Arbuscular mycorrhizal (AM) fungi are obligate biotrophs and they cannot complete their life cycle in the absence of a host plant root. AM fungus, Glomus microcarpum was successfully co-cultivated in transgenic hairy roots of J. batatas (variety SI010) initiated through the mediation of Agrobacterium rhizogenes ATCC15834. Murashige and Skoog (MS) medium composition was modified to support maximum hairy root growth and MS vitamins were replaced with B5 vitamins for better growth of hairy roots. Temperature, pH and light regimens were standardized for optimum hairy root growth and AM colonization. Eighty percent mycorrhizal colonization was observed after 20 days of co-cultivation in modified MS medium in petri dish. Various stages of mycorrhizal infection, pre-infection, penetration, vesicle/arbuscule formation were observed and viability of fungal structures was also studied.This technique can be used for the large scale production of monospecific culture of AM fungi.

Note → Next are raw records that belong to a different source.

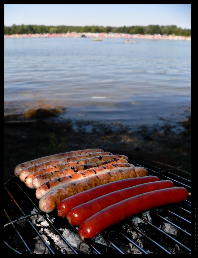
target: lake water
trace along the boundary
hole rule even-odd
[[[5,39],[5,113],[48,104],[66,108],[60,119],[134,126],[183,120],[191,41],[126,40]]]

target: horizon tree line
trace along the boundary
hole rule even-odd
[[[16,25],[14,24],[11,26],[4,26],[4,34],[6,35],[14,34],[35,34],[43,33],[63,33],[70,32],[83,33],[121,33],[125,34],[142,34],[153,35],[175,35],[177,36],[191,36],[191,30],[177,28],[176,25],[149,25],[148,26],[131,26],[122,27],[112,27],[107,26],[56,26],[45,25]]]

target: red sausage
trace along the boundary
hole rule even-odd
[[[158,177],[155,176],[147,176],[127,178],[96,186],[68,197],[62,201],[58,207],[58,216],[66,217],[68,212],[73,208],[112,192],[143,183],[158,181],[159,180]]]
[[[67,216],[69,223],[78,226],[92,215],[108,206],[143,193],[174,187],[171,181],[166,180],[142,184],[112,192],[72,209]]]
[[[170,203],[184,201],[188,192],[184,187],[172,187],[139,194],[109,206],[79,226],[81,238],[91,238],[112,225],[135,214]]]

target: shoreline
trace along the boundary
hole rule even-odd
[[[174,160],[177,166],[191,173],[191,116],[186,118],[181,123],[183,130],[176,133],[169,124],[160,128],[154,125],[139,126],[131,130],[118,123],[82,120],[56,121],[48,111],[33,117],[6,116],[4,180],[13,176],[16,165],[25,161],[93,148],[134,152],[143,157],[148,154],[153,160],[161,155],[166,164]],[[87,131],[87,126],[92,130]]]
[[[72,32],[62,33],[43,33],[42,34],[15,34],[12,35],[4,35],[4,38],[78,38],[82,37],[82,35],[87,38],[123,38],[139,39],[168,40],[182,40],[191,41],[191,37],[186,36],[177,36],[175,35],[160,35],[154,34],[130,34],[124,33],[77,33]]]

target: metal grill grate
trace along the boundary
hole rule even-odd
[[[185,187],[191,192],[190,175],[180,168],[129,157],[130,163],[145,167],[149,175],[157,175],[161,180],[171,180],[176,186]],[[190,196],[182,203],[139,213],[82,242],[78,235],[78,227],[70,225],[66,219],[57,216],[56,211],[49,214],[41,212],[34,190],[27,188],[18,178],[11,178],[5,184],[5,241],[10,252],[191,253]],[[39,218],[36,223],[35,217]],[[172,231],[169,231],[169,229]]]

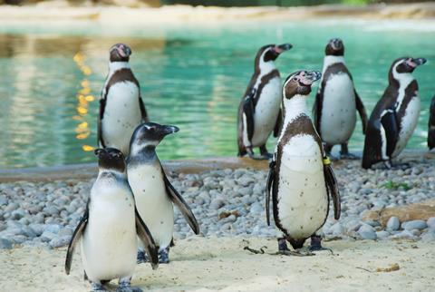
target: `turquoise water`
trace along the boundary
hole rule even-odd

机译:丛枝菌根(AM)真菌是专性生物营养菌,在没有寄主植物根的情况下它们无法完成其生命周期。通过发根土壤杆菌ATCC15834的介导,成功地在AM真菌真菌Glomus microcarpum中共培养了转基因J. batatas毛状根(品种SI010)。修改了Murashige和Skoog(MS)培养基的组成,以支持最大的毛根生长,并用B5维生素代替了MS维生素,以更好地促进毛根生长。对温度,pH和光照方案进行了标准化,以实现最佳的毛状根生长和AM定植。在培养皿中的改良MS培养基中共培养20天后,观察到80%的菌根定植。观察了菌根感染,感染前,渗透,囊泡/丛枝形成的各个阶段,并研究了真菌结构的活力。该技术可用于大规模生产AM真菌的单特异性培养。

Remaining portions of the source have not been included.